Vivimos en una época que nos empuja continuamente a acumular.
Experiencias. Sensaciones. Éxitos. Seguridades.
Incluso recuerdos.
Nos preocupamos mucho más por lo que poseemos que por
lo que dejamos atrás.
Y, sin embargo, ninguna civilización ha sobrevivido
gracias a quienes se lo guardan todo para sí mismos.
Las mejores épocas siempre han surgido de hombres y
mujeres que han sabido legar algo a quienes venían después de ellos.
Un educador transmite saber. Una madre transmite
confianza. Un padre transmite valor. Un artesano transmite arte y oficio. Un presbítero
transmite esperanza.
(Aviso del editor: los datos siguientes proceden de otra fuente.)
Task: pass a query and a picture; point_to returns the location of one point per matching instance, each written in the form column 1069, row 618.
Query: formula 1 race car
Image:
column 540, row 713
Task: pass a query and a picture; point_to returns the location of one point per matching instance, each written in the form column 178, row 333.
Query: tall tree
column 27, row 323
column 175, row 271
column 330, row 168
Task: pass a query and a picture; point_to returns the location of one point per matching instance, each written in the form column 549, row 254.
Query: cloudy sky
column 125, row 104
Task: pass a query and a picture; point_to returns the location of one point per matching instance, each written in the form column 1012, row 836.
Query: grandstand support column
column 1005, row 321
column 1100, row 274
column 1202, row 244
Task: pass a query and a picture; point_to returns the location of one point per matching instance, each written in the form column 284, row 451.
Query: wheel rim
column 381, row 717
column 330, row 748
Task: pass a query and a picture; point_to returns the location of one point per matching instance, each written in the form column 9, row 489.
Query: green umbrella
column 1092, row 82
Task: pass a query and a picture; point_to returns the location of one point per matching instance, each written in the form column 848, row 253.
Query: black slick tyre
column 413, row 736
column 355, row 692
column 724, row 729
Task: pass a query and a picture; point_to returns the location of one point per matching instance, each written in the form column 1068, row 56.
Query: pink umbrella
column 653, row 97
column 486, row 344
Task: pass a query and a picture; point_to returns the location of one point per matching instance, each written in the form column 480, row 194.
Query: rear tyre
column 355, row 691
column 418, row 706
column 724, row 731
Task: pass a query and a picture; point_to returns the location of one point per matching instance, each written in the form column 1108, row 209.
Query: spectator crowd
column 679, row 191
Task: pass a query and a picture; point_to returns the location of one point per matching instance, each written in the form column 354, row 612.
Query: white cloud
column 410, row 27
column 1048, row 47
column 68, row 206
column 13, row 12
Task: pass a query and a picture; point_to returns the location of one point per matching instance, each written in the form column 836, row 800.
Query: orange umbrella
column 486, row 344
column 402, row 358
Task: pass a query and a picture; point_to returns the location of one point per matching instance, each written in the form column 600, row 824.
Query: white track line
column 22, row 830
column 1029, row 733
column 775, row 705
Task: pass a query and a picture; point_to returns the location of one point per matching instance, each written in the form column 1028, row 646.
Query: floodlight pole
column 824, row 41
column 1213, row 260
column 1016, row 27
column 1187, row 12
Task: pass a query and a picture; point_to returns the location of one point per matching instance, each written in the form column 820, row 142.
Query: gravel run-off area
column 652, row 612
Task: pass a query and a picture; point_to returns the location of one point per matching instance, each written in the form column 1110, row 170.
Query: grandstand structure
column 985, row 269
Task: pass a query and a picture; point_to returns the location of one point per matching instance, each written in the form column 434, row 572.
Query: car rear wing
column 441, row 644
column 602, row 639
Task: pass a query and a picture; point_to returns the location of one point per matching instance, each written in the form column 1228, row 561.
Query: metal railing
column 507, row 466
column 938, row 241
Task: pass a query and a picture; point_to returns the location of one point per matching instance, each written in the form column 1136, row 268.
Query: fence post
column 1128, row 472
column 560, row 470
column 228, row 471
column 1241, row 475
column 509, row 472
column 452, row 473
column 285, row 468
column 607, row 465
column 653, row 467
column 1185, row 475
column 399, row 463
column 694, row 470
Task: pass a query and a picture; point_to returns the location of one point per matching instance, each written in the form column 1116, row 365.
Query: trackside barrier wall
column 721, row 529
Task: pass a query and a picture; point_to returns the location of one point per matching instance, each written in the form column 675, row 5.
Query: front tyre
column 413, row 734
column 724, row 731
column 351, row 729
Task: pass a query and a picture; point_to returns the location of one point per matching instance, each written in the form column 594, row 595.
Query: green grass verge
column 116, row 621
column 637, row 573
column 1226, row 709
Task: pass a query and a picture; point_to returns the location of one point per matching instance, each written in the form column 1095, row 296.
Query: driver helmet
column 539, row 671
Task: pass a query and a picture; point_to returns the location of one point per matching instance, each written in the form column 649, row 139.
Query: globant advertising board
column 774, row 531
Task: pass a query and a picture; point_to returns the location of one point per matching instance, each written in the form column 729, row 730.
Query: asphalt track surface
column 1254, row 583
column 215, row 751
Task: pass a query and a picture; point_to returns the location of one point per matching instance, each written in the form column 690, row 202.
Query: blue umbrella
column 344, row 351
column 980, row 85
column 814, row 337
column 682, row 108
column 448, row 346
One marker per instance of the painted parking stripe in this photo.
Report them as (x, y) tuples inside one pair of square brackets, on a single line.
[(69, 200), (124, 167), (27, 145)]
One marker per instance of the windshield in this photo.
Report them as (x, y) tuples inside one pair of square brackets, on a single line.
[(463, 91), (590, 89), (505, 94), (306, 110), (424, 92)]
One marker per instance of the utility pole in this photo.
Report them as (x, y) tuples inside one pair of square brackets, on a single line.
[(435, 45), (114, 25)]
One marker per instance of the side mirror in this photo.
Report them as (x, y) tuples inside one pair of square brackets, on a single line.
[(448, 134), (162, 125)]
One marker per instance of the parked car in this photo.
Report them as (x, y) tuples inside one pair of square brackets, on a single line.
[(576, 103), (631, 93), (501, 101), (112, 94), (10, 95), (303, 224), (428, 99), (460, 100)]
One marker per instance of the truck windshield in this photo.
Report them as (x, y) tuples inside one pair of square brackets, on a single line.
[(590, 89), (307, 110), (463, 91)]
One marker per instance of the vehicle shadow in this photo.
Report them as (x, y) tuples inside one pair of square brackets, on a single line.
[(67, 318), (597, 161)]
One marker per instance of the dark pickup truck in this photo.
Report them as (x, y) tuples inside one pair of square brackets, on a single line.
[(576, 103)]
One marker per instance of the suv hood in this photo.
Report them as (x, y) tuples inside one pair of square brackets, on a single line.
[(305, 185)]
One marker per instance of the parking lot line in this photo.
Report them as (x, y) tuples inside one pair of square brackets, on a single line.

Un amigo transmite presencia…
La vida se llena no cuando se posee mucho, sino cuando empieza a generar algo más allá de sí misma.
La naturaleza lo ha contado así desde siempre con una
sabiduría silenciosa.
La semilla no retiene su propia fuerza, sino que la
entrega a la tierra.
La vid no se queda con los racimos para sí misma, sino
que los ofrece.
El mar devuelve cada día lo que recibe de los ríos.
No, no lo había comenzado a entender hasta hace un
tiempo… pero poco a poco se ha ido abriendo camino y se va haciendo luz también
en este aprendizaje vital al que Jesús invitaba a Pedro y a sus discípulos en
aquel ambiente ‘mágico’ de la Última Cena y ante aquel ‘extraño’ del lavatorio
de los pies…
Hay tiempo para creer que entiende y hay tiempo para
comenzar a entender de verdad… Lo entenderás más tarde, Joseba, a su momento.